Carbon management makes sense for the 5000 fossil fuel powered electric generating stations in the U.S. (76) and roughly 20,000 in the world and for some 3X that number later in the century, assuming the plants will be large enough to make the process economical. The number of sources is relatively small and the quantity of emissions per source large compared to the 700 million vehicles and hundreds of millions of businesses and residences that produce GHG emissions.
The problem is that the existing technologies for removing carbon dioxide from gas streams that could be applied to power plant emissions were developed in the 1930’s for removing high (>20%) levels of carbon dioxide from natural gas, a product with a market value. The low levels of carbon dioxide (3-12%) in power plant emissions (77), coupled with the fact that it has no economic value on the scale on which it would be recovered, means that the amount of energy required to capture it (absorption in an amine solution under high pressure), regenerate the capture solution and compress the gas prior to disposal is prohibitively expensive, an estimated $100-300 per metric ton of carbon equivalent (the way in which carbon dioxide disposal costs are calculated). This is enough to add 30-60% or more to the cost of electricity (78-80).

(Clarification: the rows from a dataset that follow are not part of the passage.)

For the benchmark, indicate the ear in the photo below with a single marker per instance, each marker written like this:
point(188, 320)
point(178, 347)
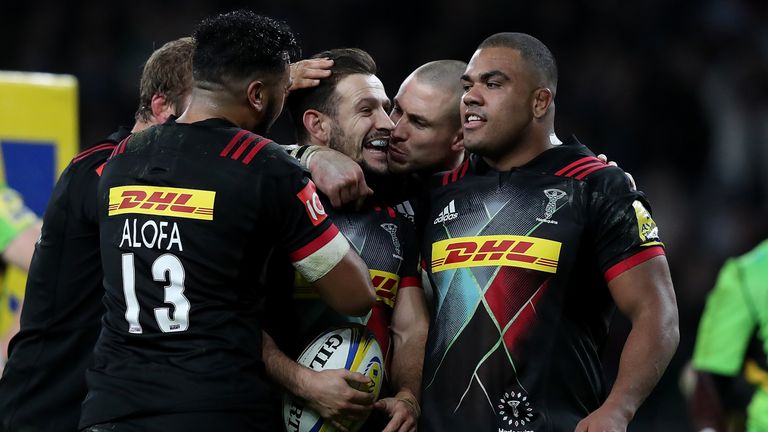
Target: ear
point(457, 143)
point(161, 109)
point(255, 93)
point(542, 100)
point(317, 126)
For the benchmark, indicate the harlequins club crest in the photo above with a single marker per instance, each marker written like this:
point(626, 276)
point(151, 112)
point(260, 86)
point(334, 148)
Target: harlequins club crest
point(515, 409)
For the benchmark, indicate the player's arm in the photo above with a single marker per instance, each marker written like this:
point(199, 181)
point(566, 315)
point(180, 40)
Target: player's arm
point(336, 175)
point(347, 286)
point(410, 324)
point(20, 249)
point(328, 392)
point(644, 294)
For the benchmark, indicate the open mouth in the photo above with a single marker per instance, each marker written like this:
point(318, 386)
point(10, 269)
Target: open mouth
point(377, 144)
point(472, 121)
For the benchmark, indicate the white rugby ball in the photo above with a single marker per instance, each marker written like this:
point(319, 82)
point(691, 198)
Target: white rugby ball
point(351, 347)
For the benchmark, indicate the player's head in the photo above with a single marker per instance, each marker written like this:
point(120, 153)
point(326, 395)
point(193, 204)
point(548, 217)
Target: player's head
point(166, 82)
point(242, 58)
point(347, 111)
point(509, 89)
point(427, 135)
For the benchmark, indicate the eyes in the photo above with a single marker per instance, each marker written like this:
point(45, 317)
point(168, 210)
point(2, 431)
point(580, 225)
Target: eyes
point(488, 84)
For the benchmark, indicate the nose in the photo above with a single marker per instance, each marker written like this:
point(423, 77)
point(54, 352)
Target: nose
point(471, 96)
point(383, 122)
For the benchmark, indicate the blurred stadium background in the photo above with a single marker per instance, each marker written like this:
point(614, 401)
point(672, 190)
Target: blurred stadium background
point(676, 91)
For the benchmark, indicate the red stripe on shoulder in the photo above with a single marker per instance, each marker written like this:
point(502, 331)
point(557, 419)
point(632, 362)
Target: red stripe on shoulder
point(120, 148)
point(97, 148)
point(590, 171)
point(256, 148)
point(232, 142)
point(410, 281)
point(575, 164)
point(244, 145)
point(456, 174)
point(315, 245)
point(634, 260)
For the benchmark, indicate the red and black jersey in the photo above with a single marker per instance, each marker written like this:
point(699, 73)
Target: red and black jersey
point(188, 214)
point(43, 383)
point(386, 242)
point(520, 261)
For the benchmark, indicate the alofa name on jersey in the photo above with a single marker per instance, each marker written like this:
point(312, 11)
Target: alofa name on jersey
point(162, 201)
point(496, 250)
point(158, 201)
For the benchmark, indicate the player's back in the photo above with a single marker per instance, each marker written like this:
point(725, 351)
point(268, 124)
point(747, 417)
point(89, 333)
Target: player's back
point(188, 214)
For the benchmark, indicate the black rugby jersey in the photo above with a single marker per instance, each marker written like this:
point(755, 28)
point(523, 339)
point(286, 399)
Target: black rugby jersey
point(386, 242)
point(188, 215)
point(44, 380)
point(520, 261)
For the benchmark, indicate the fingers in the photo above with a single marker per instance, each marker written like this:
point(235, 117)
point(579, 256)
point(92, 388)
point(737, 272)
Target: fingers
point(631, 180)
point(339, 426)
point(308, 73)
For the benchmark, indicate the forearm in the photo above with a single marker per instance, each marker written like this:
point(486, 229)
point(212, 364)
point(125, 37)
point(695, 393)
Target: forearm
point(281, 368)
point(407, 363)
point(646, 354)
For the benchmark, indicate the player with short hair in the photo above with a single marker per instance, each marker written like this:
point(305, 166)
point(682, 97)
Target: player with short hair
point(347, 112)
point(529, 243)
point(44, 382)
point(189, 212)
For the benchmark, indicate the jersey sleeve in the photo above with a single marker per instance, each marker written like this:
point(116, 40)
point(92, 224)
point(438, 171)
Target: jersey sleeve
point(15, 217)
point(623, 232)
point(726, 325)
point(309, 238)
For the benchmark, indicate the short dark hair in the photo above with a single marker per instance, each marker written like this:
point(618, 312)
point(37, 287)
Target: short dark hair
point(238, 44)
point(444, 75)
point(346, 62)
point(531, 50)
point(167, 72)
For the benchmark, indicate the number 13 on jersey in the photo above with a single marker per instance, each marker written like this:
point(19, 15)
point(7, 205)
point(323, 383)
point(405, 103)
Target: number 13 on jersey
point(167, 268)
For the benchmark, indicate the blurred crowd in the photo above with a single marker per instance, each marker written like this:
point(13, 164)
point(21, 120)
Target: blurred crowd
point(675, 91)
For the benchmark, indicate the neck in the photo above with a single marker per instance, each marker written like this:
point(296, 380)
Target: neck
point(140, 125)
point(525, 151)
point(207, 104)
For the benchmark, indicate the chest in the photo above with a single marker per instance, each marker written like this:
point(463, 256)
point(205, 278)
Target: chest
point(520, 221)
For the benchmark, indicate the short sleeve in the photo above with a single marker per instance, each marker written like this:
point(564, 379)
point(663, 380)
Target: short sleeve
point(15, 217)
point(312, 242)
point(622, 229)
point(726, 325)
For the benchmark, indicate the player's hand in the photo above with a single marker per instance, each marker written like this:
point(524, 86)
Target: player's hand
point(403, 416)
point(340, 178)
point(308, 73)
point(603, 420)
point(605, 160)
point(333, 395)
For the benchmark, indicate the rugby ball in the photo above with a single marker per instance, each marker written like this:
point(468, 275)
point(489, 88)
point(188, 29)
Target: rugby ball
point(351, 347)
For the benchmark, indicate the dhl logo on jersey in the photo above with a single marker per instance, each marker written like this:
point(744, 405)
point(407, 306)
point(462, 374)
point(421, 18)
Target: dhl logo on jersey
point(496, 250)
point(162, 201)
point(384, 283)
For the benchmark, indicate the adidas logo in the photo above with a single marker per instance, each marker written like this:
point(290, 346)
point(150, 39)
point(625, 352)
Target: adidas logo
point(405, 209)
point(448, 213)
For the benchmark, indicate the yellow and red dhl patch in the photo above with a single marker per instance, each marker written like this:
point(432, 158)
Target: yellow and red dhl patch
point(385, 284)
point(496, 250)
point(162, 201)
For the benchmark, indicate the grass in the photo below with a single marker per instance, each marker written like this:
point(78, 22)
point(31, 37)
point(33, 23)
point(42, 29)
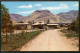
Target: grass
point(17, 41)
point(69, 33)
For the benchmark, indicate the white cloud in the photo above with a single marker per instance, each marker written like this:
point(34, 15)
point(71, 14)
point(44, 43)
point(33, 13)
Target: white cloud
point(61, 6)
point(24, 6)
point(76, 4)
point(38, 4)
point(25, 12)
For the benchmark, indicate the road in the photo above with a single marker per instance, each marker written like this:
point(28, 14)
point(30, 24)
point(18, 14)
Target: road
point(49, 40)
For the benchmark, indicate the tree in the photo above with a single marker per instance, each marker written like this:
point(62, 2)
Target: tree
point(77, 24)
point(6, 23)
point(21, 22)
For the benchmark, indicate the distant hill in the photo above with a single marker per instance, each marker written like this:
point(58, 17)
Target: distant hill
point(44, 15)
point(16, 17)
point(68, 15)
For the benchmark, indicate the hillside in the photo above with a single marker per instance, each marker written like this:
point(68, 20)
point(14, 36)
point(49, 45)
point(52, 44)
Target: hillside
point(16, 17)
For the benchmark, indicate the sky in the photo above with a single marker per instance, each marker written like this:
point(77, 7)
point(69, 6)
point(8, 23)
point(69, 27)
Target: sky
point(25, 8)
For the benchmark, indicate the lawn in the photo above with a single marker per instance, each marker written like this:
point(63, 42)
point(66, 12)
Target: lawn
point(17, 41)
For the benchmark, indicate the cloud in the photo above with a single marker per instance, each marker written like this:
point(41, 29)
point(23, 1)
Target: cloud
point(76, 5)
point(25, 12)
point(24, 6)
point(38, 4)
point(61, 6)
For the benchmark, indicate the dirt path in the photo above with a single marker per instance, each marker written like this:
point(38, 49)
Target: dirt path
point(49, 40)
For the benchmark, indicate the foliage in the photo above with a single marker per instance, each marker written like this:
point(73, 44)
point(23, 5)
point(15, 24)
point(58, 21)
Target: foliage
point(18, 40)
point(75, 25)
point(70, 33)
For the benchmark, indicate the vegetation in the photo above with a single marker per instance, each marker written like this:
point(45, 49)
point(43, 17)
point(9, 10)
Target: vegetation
point(70, 33)
point(6, 23)
point(18, 41)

In 2000, the U.S. DOE had a stated goal of reducing this cost to $5-10/ton with a target date of 2015 for new technologies that met this target to be perfected and with implementation to begin shortly thereafter at all existing and new stations (80, 81). The implementation of carbon management using these technologies was predicted by the U.S. DOE to reduce U.S. carbon emissions by 145 million metric tons of carbon per year and global emissions by 270 million by 2030 (82). However, since global GHG emissions may approach 10 billion tons as carbon by 2030, this carbon management program, even if successful, would have little impact on reducing GHG forcing (52).